Characterization in A Connecticut Yankee

In traditional terms, there are no characters in A Connecticut Yankee: There is only Hank Morgan. The other characters who appear are only pawns who serve to reflect some quality of Hank Morgan's. For example, Clarence appears more than any other secondary character in the novel, and we know that Clarence grows physically from a young page ("he was hardly a paragraph") to a fully mature man in charge of all of the Yankee's operations, but we are aware of only his chronological development. Or else, Hank Morgan and King Arthur travel together for eleven chapters, but we never really get to know the king; he remains a distant, shadowy figure, completely undelineated.

Hank Morgan is an ingenious, inventive Connecticut Yankee, filled with practicality and common sense, believing in complete democracy, opposed to the Catholic Church, and possessing a disdain for royalty and nobility; he finds knight-errantry to be absurd and childish. Thus, we have Hank Morgan, champion of nineteenth-century democracy, commerce, industry, progress, and science, placed in a society that is controlled by heredity, aristocracy and a dictatorial church and infested with unjust laws, injustices, and inhumanity.

While acting as the champion of the modern, nineteenth-century view, Hank Morgan's main attitude is his desire to show off. His love of an effect, his eye for the stage value of a matter, and his wish to perform picturesquely are all directly related to his indignations and his prejudices.

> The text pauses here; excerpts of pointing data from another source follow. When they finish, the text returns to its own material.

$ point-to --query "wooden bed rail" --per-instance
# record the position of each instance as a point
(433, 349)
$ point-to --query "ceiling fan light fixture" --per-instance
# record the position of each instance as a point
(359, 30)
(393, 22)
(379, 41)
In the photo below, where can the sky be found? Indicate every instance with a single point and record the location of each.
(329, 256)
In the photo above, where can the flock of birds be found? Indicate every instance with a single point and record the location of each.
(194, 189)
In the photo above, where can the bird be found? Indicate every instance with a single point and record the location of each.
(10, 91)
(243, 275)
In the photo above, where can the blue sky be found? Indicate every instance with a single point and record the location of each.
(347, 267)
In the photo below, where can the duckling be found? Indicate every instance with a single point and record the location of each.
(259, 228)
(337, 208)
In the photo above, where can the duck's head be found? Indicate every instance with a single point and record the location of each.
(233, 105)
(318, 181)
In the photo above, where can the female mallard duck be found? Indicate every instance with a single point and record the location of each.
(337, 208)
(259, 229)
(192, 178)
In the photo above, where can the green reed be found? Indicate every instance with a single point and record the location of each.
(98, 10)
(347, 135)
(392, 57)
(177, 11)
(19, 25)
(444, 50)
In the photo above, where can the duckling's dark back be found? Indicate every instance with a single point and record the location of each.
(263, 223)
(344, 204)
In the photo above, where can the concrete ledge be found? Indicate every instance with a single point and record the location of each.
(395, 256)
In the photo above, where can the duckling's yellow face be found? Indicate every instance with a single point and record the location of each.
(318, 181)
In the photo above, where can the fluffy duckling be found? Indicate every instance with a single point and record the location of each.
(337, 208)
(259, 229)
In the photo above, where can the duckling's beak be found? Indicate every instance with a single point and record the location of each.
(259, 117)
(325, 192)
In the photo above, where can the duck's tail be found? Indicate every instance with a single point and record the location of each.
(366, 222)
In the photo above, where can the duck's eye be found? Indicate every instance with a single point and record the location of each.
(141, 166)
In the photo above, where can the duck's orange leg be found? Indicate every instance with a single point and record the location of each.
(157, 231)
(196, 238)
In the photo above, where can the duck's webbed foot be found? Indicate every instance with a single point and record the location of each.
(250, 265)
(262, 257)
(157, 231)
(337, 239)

Because he has a more advanced knowledge of technology and because he has been exposed to thirteen more centuries of advancement, and because he knows how to do ingenious things, such as make gun powder, build a locomotive, and set up a telephone line, Hank Morgan immediately assumes that he is a superior being: "Here I was — a giant among pygmies, a man among children, a master intelligence among intellectual moles; by all rational measurements the only actually great man in the whole British world." It is his belief that because he is technologically more knowledgeable than other men, he is superior as a human being; this leads Hank Morgan to attempt to change, improve, and "civilize" Camelot, but in the process, he destroys it.